Dorthin zu gelangen, galt als mühsam und gefahrvoll – die See als Tummelplatz gieriger Ungeheuer, der Mensch als Spielball entfesselter Naturgewalten“. Die angsterregenden Beschreibungen oder Bilder von Monstern, Barbaren oder Wilden galten dem Zweck der Abgrenzung, der Wahrung von Identität und Territorialität und nicht zuletzt zur Legitimation eigener Superioritätsansprüche.
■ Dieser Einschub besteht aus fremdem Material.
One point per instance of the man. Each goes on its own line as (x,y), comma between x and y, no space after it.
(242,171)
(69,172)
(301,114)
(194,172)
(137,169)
Auch mit den ersten Entdeckungsreisen im beginnenden 16. Jahrhundert fand die
Mythisierung keineswegs ihr Ende. Die zur Publikation geeinigten Bilder von den außereuropäischen Völkern, wurden meistens von den heimischen Künstlern angefertigt. Diese Künstler richteten sich fast ausschließlich nach den Berichten der Reisenden, da sie selbst die fremden Länder nicht bereist haben. In dieser Zeit herrschten zwei Stereotypen:
eines Wilden, der als Vertreter eines reinen Naturzustandes gesehen war, und eines grausamen und unzivilisierten Fremden. Für diese beiden Stereotype wurden die Abbildungen orgiastischer Menschenfresserei charakteristisch.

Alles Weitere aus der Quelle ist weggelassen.